While the Labrador Sea provided us with great winds, cold foggy conditions made for damp, morose scenery. Our visibility was limited to 50 to 100 metres around the boat and without sun, moon, stars or horizon our reality was becoming smaller and smaller. Occasionally the sun broke through or the fog lifted for a few hours to expose the icebergs around us drifting with the Labrador current on their journey south from the high Arctic and gave us an opportunity to explore these ancient floating formations. After nearly 900 foggy nautical miles we crossed into Davis Strait that John Davis explored in three epic voyages between 1584 and 1587 abroad his fittingly named ships Sunshine and Moonshine.

This also meant we crossed over into the favorable West Greenland current that will push us northward with the ice and the teeming marine life. Once in Greenland waters, we were met by a pod of bottlenose whales, and for almost an hour more than 15 of these magnificent six-metre whales swam under and around us.

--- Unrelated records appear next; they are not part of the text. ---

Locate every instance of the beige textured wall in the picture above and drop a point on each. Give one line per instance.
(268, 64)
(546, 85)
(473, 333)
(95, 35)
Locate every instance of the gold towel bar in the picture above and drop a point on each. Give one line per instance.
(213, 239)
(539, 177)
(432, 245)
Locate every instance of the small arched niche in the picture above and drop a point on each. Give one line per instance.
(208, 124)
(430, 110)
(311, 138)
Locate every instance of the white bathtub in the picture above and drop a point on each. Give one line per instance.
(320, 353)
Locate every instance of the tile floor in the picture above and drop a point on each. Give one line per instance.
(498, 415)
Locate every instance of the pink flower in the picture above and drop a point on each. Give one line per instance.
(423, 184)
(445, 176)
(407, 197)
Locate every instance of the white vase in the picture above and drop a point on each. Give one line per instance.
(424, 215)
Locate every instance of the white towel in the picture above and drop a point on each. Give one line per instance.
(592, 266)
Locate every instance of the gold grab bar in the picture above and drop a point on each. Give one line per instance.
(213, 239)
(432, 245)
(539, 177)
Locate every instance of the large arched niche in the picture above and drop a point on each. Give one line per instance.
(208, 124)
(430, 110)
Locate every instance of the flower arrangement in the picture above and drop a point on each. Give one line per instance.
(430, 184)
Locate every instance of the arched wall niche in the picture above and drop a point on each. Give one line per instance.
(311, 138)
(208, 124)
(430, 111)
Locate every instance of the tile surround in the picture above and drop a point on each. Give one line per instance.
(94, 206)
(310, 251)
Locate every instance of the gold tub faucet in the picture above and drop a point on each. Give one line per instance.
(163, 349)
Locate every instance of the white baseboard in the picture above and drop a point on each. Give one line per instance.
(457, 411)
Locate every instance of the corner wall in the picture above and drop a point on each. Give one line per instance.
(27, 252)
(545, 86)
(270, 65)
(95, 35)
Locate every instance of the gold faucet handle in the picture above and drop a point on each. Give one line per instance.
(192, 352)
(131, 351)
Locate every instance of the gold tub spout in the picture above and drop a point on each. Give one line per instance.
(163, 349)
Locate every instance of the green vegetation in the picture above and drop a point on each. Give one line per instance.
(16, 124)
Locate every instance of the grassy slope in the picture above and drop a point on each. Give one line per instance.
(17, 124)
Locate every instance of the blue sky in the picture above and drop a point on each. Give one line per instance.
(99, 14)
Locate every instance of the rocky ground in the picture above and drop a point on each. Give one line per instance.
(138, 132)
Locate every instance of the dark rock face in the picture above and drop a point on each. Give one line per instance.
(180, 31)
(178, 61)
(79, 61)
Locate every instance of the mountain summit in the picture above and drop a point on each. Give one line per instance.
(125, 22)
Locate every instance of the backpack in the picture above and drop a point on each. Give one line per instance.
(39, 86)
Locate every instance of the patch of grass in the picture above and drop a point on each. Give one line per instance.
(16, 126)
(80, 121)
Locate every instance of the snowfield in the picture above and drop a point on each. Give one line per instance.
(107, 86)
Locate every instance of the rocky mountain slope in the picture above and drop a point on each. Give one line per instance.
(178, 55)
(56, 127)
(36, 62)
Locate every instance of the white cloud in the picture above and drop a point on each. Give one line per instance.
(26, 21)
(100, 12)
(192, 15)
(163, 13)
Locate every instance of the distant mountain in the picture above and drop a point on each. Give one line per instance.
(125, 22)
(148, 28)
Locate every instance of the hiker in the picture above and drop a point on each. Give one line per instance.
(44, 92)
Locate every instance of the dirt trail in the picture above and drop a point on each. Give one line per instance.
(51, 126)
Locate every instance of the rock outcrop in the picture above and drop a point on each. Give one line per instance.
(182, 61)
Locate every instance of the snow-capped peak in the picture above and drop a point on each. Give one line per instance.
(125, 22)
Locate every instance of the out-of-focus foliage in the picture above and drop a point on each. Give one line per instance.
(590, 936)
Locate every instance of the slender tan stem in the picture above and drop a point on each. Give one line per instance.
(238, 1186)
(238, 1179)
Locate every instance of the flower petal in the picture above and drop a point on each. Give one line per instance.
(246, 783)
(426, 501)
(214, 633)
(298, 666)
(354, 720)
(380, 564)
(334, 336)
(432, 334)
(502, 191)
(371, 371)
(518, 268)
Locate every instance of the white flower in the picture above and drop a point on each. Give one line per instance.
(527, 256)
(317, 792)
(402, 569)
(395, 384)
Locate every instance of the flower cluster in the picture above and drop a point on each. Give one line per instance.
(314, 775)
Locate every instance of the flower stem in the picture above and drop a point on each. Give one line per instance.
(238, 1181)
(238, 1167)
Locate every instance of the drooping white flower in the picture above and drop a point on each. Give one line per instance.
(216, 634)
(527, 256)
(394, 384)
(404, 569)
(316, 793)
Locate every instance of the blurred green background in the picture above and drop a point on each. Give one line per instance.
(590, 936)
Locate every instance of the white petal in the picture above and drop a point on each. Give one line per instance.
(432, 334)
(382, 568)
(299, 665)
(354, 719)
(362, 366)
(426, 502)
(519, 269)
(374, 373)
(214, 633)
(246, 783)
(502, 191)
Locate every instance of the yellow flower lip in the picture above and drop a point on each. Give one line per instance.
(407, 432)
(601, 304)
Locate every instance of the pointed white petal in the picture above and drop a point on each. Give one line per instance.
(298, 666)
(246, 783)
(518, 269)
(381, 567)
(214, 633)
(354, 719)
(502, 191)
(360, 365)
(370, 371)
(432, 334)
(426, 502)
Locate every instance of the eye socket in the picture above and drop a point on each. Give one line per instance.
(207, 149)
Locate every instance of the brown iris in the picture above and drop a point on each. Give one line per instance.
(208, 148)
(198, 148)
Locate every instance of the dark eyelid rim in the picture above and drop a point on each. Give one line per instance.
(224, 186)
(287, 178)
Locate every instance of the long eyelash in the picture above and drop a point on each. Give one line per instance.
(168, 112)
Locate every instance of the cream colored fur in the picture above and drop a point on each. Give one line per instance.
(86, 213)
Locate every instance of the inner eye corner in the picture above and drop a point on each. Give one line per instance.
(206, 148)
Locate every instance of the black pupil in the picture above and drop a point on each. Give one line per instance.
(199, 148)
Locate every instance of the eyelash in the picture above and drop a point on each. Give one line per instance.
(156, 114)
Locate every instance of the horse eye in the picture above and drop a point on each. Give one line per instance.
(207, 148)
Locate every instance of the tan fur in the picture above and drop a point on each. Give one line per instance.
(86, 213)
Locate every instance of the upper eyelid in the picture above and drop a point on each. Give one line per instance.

We made landfall a day later in Faeringehavn, a once bustling but now abandoned Faroese fishing village. We were stunned our little fishing station was in fact a sprawling abandoned fishing town, equipped with warehouses, power plant, dams, hospital, homes, theatre, barracks, cafeteria, machine shops and administrative buildings. Once we had anchored and tied our lines to the derelict dock we all broke off in our different directions excited to explore the abandoned town.

We are now in Nuuk, the capital of Greenland, just south of the Arctic Circle. We will spend a few days here since this will be one of our last chances to properly provision and prepare for the crux of the expedition just ahead.